Number 2 Saw Mill Lane has long since disappeared. The photograph above is the best we have found so far which gives an impression of what the pair of houses, known as numbers 2 and 4 Saw Mill Lane, were like. The photo shows various members of Bill and Doris Holpin’s family who lived at number 4, together with a few friends.
We have no knowledge when the house was built, but it was there at the time of the 1840 Tithe Survey when it was owned by George Taylor. There were two houses in the same plot and we can’t really be positive who occupied each house. We have assumed that number 4 was occupied by Aaron Newman, the other occupied by Thomas Barge. The two properties were still being owned by George Taylor in the 1859 rate book and the 1862 rate book shows it was owned by the ‘late George Taylor’. The books from 1876 to 1885 show John Grove listed as the owner. In the 1890 rate book Edmund Cullimore had become the owner.
With the opening of the Saw Mill about 1889, the house was generally used by workers at the Saw Mill and their families. When the estate of the Mill’s owner, Edmund Cullimore, was being sold in 1958, numbers 2 and 4 were described as a pair of stone built and tiled cottages with a large shed at the side. Mrs S. Taylor was occupying number 2 at a rental of 5 shillings per week inclusive. It was advertised ‘as comprising a front sitting room with tiled grate, kitchen and scullery with 3 bedrooms over’. The rateable value was £11. Gas and electricity were laid on and water provided from the Railway Station. We were curious to know what the term ‘Railway Water’ meant and looked around for the answer. Click here if you would like to know more
The shed referred to in the joint lot had previously been the cart house for the Saw Mill. This was advertised as being 25ft x 25ft 6 inches (maximum) and has a long and deep inspection pit and is constructed of timber and cast iron sheets.

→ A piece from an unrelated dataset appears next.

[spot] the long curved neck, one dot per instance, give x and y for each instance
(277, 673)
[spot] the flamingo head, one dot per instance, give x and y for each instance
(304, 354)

The properties were bought by J. F. Voisey and son, local builders. They went on to build houses on other land purchased from the Cullimore, but they did not use the land in Saw Mill Lane. We are not sure when the houses were demolished. They are shown on a 1966 plan drawn up by the Council when re-developing the shopping centre, although there is no-one listed as living in the houses in the 1965 electoral register. By 1969 the land had been incorporated into what became the works depot for the Thornbury Rural District Council.